Wireless LAN Basics

Wireless LAN (Wi-Fi) Basics & Security

A WLAN (Wireless Local Area Network) allows devices to connect and communicate wirelessly within a limited area (like a home or office) using high-frequency radio waves instead of traditional Ethernet cables. Today, this technology is universally known as Wi-Fi.

While highly convenient, wireless networks broadcast their data openly into the air. This means anyone within physical range with an antenna can intercept the traffic, making wireless security protocols absolutely critical.

The Evolution of Wireless Security

To protect data flying through the air from eavesdroppers, Wi-Fi networks rely on cryptographic security protocols. Over the years, these have heavily evolved to patch massive vulnerabilities.

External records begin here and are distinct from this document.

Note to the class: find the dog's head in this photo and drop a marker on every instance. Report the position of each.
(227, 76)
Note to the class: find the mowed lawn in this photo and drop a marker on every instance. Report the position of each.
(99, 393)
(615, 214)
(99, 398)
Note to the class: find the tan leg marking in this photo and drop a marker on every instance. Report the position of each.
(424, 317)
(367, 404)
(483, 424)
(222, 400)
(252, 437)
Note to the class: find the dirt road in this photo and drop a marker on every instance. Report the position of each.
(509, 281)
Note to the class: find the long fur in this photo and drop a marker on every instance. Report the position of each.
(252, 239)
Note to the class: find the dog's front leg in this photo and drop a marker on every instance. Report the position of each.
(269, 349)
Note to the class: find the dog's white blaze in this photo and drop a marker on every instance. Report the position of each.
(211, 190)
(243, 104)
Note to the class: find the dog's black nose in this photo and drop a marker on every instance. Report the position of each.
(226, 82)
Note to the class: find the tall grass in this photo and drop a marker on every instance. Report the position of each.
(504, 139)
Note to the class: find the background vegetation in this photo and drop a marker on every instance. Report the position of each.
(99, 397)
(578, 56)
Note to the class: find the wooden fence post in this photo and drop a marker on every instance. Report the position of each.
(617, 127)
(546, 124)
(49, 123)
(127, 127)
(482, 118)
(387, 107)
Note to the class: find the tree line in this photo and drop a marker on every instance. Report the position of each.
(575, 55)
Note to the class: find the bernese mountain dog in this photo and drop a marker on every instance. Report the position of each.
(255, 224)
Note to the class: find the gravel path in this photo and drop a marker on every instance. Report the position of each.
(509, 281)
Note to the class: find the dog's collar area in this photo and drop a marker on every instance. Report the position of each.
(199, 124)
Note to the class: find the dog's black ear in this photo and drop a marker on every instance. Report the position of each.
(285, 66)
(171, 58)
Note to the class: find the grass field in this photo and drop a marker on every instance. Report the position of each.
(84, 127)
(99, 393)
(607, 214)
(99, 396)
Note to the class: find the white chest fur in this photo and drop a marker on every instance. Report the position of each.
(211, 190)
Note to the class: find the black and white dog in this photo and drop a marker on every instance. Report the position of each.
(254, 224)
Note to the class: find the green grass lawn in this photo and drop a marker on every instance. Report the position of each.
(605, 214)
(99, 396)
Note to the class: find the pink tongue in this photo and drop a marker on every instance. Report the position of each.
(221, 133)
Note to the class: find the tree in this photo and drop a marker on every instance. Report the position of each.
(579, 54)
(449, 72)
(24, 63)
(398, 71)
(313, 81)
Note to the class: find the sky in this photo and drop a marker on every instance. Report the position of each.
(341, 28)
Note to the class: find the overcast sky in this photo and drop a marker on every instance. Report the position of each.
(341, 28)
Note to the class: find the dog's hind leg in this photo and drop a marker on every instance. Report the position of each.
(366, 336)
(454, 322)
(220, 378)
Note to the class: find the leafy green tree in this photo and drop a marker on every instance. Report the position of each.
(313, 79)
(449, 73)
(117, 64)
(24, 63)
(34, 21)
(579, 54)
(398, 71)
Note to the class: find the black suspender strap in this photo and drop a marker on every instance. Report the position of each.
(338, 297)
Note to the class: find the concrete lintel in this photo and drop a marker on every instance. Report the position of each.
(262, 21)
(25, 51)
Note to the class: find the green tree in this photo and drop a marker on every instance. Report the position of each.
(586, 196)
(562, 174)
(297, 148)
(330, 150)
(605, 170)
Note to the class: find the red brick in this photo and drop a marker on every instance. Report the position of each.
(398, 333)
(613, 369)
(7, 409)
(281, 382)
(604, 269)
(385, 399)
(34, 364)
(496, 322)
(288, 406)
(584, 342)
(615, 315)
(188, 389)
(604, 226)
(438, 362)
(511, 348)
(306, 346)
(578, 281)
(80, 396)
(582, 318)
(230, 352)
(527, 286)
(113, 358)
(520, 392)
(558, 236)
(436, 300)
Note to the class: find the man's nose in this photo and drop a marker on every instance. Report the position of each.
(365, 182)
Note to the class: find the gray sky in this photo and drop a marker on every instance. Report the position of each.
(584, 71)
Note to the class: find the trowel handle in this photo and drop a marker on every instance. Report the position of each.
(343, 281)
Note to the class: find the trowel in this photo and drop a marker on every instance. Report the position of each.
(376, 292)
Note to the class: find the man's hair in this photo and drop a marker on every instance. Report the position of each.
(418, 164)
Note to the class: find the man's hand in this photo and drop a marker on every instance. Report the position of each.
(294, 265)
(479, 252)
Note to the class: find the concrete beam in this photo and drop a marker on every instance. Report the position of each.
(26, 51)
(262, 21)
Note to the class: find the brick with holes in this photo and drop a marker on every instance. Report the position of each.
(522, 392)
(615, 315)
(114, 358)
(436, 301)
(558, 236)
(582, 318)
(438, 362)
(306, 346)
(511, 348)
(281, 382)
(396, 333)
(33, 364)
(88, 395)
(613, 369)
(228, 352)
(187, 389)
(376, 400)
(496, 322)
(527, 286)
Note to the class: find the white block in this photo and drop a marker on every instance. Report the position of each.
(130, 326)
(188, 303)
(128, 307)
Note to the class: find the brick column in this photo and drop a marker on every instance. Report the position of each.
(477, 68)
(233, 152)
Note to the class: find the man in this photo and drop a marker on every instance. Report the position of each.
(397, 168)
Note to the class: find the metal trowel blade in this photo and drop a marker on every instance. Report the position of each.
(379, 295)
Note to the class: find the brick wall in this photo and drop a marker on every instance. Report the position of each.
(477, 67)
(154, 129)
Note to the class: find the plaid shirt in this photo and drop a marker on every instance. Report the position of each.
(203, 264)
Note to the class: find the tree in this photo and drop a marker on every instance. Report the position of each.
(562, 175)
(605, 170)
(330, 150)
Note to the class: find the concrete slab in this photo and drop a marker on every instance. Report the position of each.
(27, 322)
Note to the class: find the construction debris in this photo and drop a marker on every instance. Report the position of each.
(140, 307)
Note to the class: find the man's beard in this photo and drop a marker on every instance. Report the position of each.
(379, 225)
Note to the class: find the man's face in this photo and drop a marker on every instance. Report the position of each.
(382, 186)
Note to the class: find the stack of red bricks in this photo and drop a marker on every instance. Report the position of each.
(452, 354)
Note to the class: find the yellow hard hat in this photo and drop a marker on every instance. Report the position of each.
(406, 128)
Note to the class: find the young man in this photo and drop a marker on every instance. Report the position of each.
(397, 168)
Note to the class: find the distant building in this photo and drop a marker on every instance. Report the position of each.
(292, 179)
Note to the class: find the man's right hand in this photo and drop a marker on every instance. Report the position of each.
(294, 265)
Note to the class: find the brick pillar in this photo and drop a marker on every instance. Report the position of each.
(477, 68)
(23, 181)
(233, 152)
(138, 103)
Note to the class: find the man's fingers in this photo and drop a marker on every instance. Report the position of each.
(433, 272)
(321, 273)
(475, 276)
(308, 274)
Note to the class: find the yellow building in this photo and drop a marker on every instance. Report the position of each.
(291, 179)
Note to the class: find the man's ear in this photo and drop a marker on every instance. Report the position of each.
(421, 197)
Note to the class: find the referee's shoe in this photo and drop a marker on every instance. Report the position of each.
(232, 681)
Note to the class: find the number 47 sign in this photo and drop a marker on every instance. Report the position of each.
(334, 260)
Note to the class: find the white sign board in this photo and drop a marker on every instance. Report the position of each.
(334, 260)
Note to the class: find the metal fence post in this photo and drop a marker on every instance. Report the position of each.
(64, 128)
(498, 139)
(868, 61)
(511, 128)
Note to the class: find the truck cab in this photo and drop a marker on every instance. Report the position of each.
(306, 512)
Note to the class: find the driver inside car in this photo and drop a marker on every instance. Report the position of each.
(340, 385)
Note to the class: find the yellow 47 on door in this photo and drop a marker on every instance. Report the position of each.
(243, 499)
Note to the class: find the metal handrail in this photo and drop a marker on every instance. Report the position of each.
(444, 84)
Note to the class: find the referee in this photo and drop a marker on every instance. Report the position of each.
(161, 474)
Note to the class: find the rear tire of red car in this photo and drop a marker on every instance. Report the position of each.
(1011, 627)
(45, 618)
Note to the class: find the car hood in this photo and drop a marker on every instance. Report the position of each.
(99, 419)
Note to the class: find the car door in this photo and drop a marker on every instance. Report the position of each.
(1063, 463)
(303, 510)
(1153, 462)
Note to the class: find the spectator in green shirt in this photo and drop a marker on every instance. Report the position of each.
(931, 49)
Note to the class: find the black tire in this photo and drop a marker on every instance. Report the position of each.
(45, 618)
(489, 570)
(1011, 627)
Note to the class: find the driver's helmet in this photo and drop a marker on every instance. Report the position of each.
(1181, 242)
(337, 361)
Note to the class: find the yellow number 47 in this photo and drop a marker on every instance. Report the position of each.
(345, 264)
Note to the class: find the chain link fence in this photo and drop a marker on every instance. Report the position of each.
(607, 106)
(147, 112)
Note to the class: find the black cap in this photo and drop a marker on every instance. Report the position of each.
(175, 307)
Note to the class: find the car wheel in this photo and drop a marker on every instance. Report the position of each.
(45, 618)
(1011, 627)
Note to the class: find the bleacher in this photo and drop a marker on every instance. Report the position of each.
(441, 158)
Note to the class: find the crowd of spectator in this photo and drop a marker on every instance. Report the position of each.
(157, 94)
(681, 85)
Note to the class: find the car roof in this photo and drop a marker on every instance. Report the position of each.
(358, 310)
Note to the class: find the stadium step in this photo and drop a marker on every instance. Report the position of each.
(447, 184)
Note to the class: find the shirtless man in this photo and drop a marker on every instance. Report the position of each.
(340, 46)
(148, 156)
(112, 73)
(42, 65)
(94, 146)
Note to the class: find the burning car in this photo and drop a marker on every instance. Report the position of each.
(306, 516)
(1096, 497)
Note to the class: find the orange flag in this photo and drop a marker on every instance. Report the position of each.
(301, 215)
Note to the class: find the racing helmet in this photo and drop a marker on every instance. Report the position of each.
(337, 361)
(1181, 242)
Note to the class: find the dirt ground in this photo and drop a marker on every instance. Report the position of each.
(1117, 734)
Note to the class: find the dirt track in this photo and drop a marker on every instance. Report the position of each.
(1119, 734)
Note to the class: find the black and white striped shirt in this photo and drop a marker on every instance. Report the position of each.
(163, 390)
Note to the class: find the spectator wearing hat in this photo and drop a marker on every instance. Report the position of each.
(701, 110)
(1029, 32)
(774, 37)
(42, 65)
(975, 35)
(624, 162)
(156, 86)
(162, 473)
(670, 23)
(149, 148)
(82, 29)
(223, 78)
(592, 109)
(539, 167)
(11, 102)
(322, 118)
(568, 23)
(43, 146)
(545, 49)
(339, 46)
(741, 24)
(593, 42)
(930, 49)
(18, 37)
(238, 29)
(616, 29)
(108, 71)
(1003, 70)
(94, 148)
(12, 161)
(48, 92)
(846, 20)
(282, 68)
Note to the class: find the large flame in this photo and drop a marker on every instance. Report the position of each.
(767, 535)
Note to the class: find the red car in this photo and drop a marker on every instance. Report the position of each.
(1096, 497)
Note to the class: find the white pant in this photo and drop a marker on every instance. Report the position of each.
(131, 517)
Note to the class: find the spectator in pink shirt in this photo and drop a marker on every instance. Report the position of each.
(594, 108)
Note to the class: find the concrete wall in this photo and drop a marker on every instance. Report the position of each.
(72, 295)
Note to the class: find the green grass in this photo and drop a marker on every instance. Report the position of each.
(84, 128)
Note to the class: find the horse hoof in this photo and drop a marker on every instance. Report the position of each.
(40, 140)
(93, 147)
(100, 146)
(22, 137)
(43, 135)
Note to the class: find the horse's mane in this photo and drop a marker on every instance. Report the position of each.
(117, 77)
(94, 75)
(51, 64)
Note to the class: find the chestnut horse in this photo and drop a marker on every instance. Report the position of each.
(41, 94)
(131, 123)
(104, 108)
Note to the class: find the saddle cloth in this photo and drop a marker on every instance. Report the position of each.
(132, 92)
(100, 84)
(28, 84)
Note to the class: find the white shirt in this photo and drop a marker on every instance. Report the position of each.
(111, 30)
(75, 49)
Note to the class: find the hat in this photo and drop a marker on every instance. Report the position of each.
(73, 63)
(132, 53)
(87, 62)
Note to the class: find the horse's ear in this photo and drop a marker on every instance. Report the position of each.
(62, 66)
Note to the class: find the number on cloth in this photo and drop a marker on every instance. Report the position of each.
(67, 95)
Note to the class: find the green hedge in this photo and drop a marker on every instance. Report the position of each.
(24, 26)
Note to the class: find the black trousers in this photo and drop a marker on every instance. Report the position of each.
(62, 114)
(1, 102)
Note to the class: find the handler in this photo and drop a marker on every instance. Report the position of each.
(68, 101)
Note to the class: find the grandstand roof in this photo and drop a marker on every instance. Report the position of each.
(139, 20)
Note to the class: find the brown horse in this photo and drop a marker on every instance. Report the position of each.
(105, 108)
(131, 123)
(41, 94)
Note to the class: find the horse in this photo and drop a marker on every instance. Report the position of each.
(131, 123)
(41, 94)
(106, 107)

1. WEP (Wired Equivalent Privacy): Introduced in 1997. It used incredibly weak encryption algorithms and can now be hacked by a novice in a matter of minutes. Never use WEP.
2. WPA (Wi-Fi Protected Access): Introduced to replace WEP. It implemented TKIP (Temporal Key Integrity Protocol) which dynamically changed encryption keys to improve security.
3. WPA2: Introduced in 2004. It mandated the use of AES (Advanced Encryption Standard), creating a highly robust and secure standard that is still widely used in most homes today. However, it is vulnerable to offline dictionary attacks if the network password is weak.
4. WPA3: The newest and most secure standard introduced in 2018. It provides individualized data encryption and heavily protects against brute-force password guessing using Simultaneous Authentication of Equals (SAE).

Common Wireless Attacks

• Rogue Access Points / Evil Twins: An attacker sets up a fake Wi-Fi hotspot named identically to a legitimate one (e.g., "Starbucks Free Wi-Fi"). When users connect, the attacker intercepts all their web traffic and steals passwords.
• Deauthentication Attacks: An attacker sends specialized "Deauth" frames forcing all devices on a legitimate network to instantly disconnect. When the devices try to frantically reconnect, the attacker captures the secret "handshake" to crack the Wi-Fi password.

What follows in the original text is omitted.